Gözlerimi kapayıp derin bir nefes aldım. Ve yeniden Emre'ye baktım.
-Emre şu an da sadece dediklerimi yap tamam mı?
Başını iki elleri arasına alıp oflayarak nefesini dışarı verdi. Gerginliği iliklerine kadar her yanını sarmıştı.
-Söyle, ne yapmamı istiyorsun!
-Her zaman ne yapıyorsak onu yap, tamam mı?
Tebessüm ederek yanımdan uzaklaştı. İşte başlıyorduk. Öncelikle etrafta saçma sapan koşuşan insanlara bir dur deme zamanıydı.
-Artık hepiniz çığlık atmayı kesin!
Evet. İşe yaramıştı. Hepsi susmuş ve korku dolu gözlerle bana bakıyordu.
-Burada olan her neyse hiçbir şey hakkında bilgimiz yok. Polis geldiğinde herkes olanı biteni anlatmalı.
Tek kaşımı kaldırdım. Ellerimi ceplerime yerleştirdim. Sırıtarak o muazzam tehtitkar sesimle hepsinin canının tehlikede olduğunu haber verdim.
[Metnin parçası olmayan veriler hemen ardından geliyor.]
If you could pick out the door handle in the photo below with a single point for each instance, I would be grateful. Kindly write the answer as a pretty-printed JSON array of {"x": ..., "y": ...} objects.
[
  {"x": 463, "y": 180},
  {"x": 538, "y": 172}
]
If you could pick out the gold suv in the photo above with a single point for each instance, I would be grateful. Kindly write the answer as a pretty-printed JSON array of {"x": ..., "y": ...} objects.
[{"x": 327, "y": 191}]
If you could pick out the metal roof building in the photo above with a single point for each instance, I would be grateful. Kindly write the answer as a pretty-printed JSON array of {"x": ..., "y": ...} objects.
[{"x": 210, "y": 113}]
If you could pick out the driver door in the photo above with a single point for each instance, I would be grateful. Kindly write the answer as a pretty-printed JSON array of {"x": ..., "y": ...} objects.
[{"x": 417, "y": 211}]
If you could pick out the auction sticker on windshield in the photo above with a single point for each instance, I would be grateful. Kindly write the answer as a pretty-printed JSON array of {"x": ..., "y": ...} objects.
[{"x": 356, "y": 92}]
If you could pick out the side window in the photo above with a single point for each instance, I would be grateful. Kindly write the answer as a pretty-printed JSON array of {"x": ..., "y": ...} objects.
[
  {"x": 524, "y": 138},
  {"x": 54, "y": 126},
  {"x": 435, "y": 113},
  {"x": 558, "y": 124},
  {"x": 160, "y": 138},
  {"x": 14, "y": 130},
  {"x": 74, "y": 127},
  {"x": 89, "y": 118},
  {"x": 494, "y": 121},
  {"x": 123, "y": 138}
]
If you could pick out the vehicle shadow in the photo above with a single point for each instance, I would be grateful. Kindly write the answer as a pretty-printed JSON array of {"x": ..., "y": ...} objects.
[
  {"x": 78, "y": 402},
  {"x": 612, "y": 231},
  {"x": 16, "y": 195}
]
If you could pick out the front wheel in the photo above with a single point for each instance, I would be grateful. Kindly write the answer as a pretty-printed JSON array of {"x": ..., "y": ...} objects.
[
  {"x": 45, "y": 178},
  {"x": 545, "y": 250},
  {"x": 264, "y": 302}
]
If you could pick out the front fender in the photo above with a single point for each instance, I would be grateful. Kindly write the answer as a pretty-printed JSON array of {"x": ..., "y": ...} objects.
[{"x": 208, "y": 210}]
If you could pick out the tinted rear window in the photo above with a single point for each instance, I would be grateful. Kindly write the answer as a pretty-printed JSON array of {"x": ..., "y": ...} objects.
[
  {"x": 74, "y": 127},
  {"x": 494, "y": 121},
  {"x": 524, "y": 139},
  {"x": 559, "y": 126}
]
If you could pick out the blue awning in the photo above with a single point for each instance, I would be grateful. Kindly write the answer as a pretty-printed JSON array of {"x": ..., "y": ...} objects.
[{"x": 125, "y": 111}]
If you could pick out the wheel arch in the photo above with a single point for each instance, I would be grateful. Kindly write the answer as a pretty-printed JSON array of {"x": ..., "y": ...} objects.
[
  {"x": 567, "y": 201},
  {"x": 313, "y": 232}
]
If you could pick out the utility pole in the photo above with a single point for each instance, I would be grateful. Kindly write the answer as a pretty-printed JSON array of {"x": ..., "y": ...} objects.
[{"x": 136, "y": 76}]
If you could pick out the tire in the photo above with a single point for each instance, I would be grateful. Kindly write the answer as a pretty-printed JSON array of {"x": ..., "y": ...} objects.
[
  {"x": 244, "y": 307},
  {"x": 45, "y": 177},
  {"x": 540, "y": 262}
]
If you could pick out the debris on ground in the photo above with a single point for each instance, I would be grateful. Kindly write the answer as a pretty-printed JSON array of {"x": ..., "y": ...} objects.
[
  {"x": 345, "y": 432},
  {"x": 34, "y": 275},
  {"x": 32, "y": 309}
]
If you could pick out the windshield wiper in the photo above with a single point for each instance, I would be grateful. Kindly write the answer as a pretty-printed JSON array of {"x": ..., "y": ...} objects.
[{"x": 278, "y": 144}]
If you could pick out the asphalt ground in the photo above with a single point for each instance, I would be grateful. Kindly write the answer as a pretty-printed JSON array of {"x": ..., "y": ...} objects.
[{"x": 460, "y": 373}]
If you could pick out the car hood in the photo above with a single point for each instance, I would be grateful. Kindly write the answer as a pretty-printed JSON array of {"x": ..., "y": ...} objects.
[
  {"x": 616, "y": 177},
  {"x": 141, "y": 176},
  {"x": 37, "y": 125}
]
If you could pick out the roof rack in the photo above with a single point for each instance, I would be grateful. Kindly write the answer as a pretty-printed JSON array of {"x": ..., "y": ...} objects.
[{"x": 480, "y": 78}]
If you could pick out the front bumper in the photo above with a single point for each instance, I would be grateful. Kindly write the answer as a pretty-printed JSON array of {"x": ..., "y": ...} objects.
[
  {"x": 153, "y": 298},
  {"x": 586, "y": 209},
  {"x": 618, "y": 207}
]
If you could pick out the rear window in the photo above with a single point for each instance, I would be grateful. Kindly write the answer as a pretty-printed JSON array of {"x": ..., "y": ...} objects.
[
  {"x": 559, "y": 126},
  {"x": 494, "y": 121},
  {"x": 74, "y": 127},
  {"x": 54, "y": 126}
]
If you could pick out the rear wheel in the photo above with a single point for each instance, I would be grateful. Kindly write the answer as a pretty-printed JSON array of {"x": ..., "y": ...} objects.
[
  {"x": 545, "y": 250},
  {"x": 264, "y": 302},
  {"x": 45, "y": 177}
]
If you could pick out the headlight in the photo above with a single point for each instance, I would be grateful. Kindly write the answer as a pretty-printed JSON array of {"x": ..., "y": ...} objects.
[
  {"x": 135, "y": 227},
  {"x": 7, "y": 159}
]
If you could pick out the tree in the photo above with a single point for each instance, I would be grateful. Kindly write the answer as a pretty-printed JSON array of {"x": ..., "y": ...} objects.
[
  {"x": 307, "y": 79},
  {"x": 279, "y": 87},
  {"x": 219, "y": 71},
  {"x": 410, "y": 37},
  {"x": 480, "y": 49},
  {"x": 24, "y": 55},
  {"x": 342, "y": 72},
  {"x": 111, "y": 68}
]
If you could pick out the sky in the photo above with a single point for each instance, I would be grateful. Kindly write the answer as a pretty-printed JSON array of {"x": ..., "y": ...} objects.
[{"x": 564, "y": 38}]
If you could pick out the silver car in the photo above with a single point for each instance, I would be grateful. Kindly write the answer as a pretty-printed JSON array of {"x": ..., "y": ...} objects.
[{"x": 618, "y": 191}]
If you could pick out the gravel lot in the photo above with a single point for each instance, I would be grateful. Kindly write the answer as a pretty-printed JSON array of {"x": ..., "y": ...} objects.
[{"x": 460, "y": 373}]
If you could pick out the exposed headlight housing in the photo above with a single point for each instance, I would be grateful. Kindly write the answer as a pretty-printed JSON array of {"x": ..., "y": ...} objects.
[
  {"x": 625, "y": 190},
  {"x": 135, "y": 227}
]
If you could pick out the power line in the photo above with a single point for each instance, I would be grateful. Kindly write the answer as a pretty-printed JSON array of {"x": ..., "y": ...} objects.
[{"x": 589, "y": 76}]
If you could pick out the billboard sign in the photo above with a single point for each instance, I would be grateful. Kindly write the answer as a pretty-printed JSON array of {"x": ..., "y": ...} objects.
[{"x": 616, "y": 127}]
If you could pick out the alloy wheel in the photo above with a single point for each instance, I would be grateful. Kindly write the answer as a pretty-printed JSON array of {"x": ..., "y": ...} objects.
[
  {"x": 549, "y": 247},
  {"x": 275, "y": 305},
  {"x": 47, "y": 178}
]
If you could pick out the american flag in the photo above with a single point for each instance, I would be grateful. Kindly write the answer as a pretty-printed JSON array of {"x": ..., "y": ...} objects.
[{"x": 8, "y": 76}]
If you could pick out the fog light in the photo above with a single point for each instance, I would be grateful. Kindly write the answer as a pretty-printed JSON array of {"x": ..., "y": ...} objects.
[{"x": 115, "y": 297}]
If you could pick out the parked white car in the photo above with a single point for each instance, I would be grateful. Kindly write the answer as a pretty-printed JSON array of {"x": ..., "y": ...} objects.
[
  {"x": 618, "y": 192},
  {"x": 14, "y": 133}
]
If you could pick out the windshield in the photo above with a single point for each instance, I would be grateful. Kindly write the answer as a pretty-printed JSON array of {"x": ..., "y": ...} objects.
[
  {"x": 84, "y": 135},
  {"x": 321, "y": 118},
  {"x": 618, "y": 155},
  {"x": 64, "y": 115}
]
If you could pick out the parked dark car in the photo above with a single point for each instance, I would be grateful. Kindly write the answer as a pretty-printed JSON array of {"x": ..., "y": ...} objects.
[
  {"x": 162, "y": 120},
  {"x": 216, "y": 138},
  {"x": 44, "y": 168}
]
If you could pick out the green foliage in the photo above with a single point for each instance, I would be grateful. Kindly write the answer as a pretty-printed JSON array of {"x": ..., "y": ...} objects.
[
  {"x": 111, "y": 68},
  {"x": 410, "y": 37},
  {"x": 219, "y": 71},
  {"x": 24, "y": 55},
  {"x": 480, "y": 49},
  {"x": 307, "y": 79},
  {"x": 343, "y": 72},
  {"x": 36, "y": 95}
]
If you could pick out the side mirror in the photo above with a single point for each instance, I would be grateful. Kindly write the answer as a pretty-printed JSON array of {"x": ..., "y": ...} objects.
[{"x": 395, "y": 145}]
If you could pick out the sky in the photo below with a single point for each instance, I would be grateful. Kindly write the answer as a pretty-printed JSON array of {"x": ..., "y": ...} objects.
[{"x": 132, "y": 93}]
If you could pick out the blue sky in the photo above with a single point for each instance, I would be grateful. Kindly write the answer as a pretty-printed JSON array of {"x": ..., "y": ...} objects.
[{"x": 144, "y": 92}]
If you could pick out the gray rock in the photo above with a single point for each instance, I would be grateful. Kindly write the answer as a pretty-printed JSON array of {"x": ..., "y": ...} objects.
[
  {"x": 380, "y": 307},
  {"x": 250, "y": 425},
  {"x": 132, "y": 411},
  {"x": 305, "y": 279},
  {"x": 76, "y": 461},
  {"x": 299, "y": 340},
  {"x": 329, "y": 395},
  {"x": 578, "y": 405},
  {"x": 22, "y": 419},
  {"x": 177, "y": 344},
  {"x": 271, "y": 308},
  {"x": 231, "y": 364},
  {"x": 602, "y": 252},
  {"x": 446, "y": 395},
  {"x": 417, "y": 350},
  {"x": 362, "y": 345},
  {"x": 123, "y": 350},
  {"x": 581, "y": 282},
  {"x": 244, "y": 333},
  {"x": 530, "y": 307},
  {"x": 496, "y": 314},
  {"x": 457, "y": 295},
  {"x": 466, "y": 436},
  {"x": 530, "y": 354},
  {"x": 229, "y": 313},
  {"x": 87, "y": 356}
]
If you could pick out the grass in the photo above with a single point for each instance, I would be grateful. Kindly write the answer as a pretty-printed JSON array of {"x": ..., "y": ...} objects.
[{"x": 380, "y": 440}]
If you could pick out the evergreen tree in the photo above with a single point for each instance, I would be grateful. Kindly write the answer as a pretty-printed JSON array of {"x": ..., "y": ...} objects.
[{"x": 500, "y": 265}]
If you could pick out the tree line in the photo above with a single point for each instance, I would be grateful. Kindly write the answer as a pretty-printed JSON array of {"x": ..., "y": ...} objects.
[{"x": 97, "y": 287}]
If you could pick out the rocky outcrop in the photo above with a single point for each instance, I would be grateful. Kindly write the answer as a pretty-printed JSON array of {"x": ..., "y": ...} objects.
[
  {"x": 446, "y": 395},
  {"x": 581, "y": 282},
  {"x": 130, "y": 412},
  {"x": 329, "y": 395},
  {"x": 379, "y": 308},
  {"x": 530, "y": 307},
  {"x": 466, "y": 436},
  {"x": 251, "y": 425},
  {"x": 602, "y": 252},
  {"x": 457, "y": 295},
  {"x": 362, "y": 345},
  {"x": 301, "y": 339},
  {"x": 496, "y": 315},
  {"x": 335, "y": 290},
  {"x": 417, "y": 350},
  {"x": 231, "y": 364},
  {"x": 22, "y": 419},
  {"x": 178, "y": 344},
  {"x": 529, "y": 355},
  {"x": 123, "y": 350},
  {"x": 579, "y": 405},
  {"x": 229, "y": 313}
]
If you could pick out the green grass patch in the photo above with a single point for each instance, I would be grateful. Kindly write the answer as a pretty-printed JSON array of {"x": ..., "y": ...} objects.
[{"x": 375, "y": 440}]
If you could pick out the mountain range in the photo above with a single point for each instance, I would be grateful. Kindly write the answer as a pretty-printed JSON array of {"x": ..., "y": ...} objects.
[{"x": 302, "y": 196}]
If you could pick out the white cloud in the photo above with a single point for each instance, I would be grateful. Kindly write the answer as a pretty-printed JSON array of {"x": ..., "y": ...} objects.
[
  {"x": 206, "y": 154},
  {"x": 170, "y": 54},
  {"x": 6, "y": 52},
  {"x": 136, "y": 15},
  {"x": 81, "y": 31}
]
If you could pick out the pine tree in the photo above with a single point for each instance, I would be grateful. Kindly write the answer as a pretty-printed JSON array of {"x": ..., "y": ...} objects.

-Fakat! Canına susayan herkes!
Yutkunduklarını biliyordum. Çünkü şu an da hepsi Ömer Tahir tarafından tehtit ediliyorlar.
-Aranızda polisi arayanınız var mı?
Hiçbirinden ses çıkmıyordu. Boğazımı temizleyip yeniden :
-Anlamadınız galiba, size az önce dedim ki içinizde polisi arayanınız var mı!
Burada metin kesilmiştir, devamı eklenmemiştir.